Many of his staff tried to collar him as he passed, rattling off questions and dogging his steps. He told them all the same thing: ‘Stay calm; do as they tell you; your safety is my main concern; it will all end soon; I will keep you all informed.’

He dreaded returning to his office to find that Krohn set up shop there, doubtless stuffing the place with his own people. By now they were probably already attempting to hack what remained of the inexplicably-malfunctioning hospital computer system. He would probably find the bastard sat in his chair, too, maybe with his huge jackbooted feet up on the ancient teak desk.

He stopped on third and walked into the ward, expecting one of the soldiers to grab him at any moment. They let him pass. He thought perhaps they didn’t want to demean him in front of his staff – it would devalue him as a figurehead. The staff would have to be happy to obey him and he would have to be happy to obey Krohn. Who the hell were the First
Contingency Guard anyway? Not actually military, if Krohn were to be believed. Some commercial defence force? Did it matter? Not really, he decided. Rushden would do what he had to do to protect his staff and his patients.

Within the ward nurses and doctors moved about their business overseen by armed soldiers. Several small groups of hospital staff were gathered around what were presumably ranking officers, taking instructions regarding their new, enforced, operational procedures.

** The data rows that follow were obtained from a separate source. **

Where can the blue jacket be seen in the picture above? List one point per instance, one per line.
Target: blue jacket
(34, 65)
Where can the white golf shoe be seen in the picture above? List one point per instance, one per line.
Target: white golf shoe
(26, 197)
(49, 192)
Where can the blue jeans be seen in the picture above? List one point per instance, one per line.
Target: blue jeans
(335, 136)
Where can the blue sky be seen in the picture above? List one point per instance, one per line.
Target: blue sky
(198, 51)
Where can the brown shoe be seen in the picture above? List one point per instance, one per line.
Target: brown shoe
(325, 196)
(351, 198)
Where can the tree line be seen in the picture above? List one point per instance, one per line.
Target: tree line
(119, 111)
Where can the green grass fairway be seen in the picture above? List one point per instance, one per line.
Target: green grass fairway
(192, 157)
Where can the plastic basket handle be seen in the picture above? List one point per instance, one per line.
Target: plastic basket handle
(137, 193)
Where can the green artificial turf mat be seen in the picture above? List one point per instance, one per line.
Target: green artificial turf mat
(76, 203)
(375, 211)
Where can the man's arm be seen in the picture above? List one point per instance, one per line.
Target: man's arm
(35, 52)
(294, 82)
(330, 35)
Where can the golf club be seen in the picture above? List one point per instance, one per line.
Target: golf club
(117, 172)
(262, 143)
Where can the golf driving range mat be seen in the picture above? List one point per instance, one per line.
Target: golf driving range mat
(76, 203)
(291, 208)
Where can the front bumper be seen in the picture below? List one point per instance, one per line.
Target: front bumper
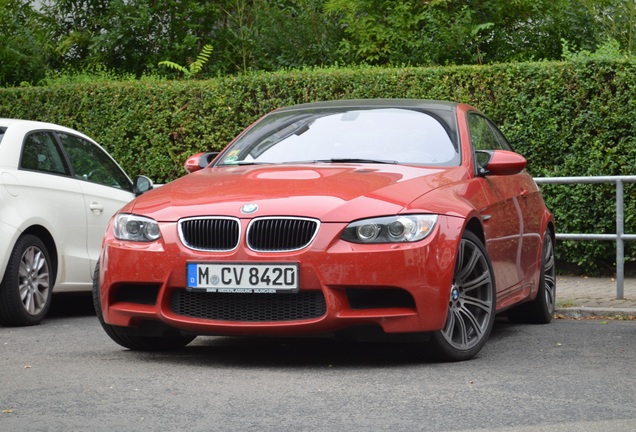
(401, 288)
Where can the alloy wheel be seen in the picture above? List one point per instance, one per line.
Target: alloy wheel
(471, 303)
(34, 280)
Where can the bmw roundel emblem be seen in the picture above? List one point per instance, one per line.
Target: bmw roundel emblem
(249, 208)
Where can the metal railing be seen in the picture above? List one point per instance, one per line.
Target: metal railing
(620, 235)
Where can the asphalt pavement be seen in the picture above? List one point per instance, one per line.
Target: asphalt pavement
(580, 297)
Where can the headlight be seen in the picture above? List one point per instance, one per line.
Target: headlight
(136, 228)
(391, 229)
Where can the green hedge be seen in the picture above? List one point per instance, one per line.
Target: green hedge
(568, 119)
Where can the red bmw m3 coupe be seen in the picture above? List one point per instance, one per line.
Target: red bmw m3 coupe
(405, 219)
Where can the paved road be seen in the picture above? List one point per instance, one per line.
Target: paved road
(67, 375)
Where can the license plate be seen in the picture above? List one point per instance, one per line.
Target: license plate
(251, 278)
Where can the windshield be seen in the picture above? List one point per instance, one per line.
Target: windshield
(381, 135)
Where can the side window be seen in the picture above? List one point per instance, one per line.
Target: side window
(41, 153)
(485, 137)
(481, 134)
(92, 164)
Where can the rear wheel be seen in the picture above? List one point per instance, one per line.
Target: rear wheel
(26, 289)
(471, 306)
(541, 309)
(126, 337)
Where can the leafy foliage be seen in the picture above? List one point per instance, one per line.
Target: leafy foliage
(194, 67)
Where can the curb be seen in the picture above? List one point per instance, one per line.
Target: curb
(595, 312)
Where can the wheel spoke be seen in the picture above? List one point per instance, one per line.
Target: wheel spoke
(474, 323)
(477, 282)
(485, 305)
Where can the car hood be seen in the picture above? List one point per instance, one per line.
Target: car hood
(331, 193)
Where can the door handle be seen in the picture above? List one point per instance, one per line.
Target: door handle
(96, 208)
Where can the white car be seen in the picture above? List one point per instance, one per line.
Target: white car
(58, 190)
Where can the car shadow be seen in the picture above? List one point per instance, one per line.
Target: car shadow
(315, 352)
(71, 305)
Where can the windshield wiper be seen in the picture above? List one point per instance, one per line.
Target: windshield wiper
(359, 160)
(243, 163)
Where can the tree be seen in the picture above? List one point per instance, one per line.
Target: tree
(23, 55)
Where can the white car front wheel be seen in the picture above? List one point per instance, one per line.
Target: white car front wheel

Most of the GDD patients were under sedation, but not all. Some were being kept awake so that their cognitive degeneration could be tested and mapped. These were restrained by strong straps and had their mouths covered by plastic masks. They writhed and strained sluggishly, leaking viscous green fluid from their pores, which collected in channels around the steel beds. The cleaning robots trundled constantly about their never-ending business.

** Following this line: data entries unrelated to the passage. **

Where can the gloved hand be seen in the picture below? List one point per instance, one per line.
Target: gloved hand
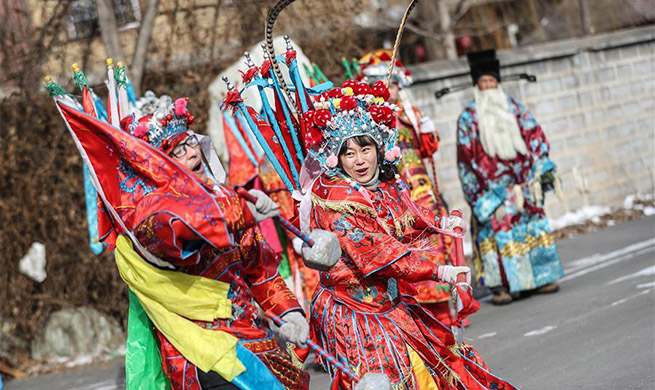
(450, 222)
(264, 208)
(499, 214)
(448, 273)
(325, 253)
(295, 330)
(373, 381)
(297, 245)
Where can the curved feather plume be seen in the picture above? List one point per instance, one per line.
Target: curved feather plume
(273, 14)
(399, 36)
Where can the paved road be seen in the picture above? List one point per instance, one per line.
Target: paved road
(597, 332)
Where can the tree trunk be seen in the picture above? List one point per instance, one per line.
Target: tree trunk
(447, 30)
(141, 50)
(109, 29)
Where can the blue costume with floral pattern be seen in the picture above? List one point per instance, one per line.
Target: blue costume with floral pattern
(516, 250)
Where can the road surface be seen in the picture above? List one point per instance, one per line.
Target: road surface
(598, 332)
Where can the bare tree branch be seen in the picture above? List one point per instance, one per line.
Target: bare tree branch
(143, 40)
(109, 29)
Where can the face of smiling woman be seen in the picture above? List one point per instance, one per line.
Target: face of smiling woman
(360, 162)
(190, 157)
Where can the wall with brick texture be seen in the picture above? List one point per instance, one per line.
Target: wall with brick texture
(595, 99)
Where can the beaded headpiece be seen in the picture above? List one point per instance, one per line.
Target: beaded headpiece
(355, 109)
(163, 128)
(374, 66)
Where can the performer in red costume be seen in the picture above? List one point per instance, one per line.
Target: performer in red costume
(363, 312)
(418, 141)
(163, 195)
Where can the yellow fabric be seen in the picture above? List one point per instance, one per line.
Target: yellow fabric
(423, 377)
(169, 298)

Rushden stopped beside the bed of what had once been, according to the screen on the headboard, a young woman from a good part of High Hab. Selissa Jonas had been her name, for what it was worth now. She had grown two extra appendages since her admittance to the hospital – you couldn’t really call them limbs. They were grotesque, floundering things with no bone structure to speak of. The day before, as Rushden had walked past her on his morning rounds, one of those horrifying tentacles had somehow wriggled free of the straps that bound it and brushed against his exposed forearm. It had left a tingling, crawling sensation that had lasted several hours and no amount of washing would remove.

Her skin was now a deep, mossy emerald. Her hair was a matted shock of wire, completely drained of its original pigment and beginning to turn a pallid, sickly green. That colour would soon deepen to match the hue of her flesh, which seemed somehow to crawl on her body, possessed of its own life. On the fourth finger of one hand, mostly obscured by the bulbous, fungussy flesh that had swelled around it, she wore an expensive platinum wedding ring. Rushden looked at that ring, aghast at what had become of this human being, wondering why the man to whom that ring presumably linked her had not come to visit her; wondering who she had used to be, sickened by how many others were now like her. They had fifty-six in this hospital alone.

She struggled half-heartedly against her bonds, as if driven by instinct rather than any actual desire to escape. In the early stages they were psychotic, full of rage. But as the disease progressed they seemed to sink into a thoughtless, emotionless state. Her eyes were simple dark points drilled into what remained of the face above the mask. Their lenses shone with a dark green oily film. Thick green liquid seeped from her ears and the corners of her eyes and had completely soaked her hospital gown. She was not responding to the nanotech treatment. None of them were. If the cutting edge of medical technology didn’t cut it, what would? Rushden looked into those animal eyes and feared for the future of humanity. He stood there staring into that monstrous face until one of the soldiers came and tapped him on the shoulder. He turned and looked into the shiny facemask.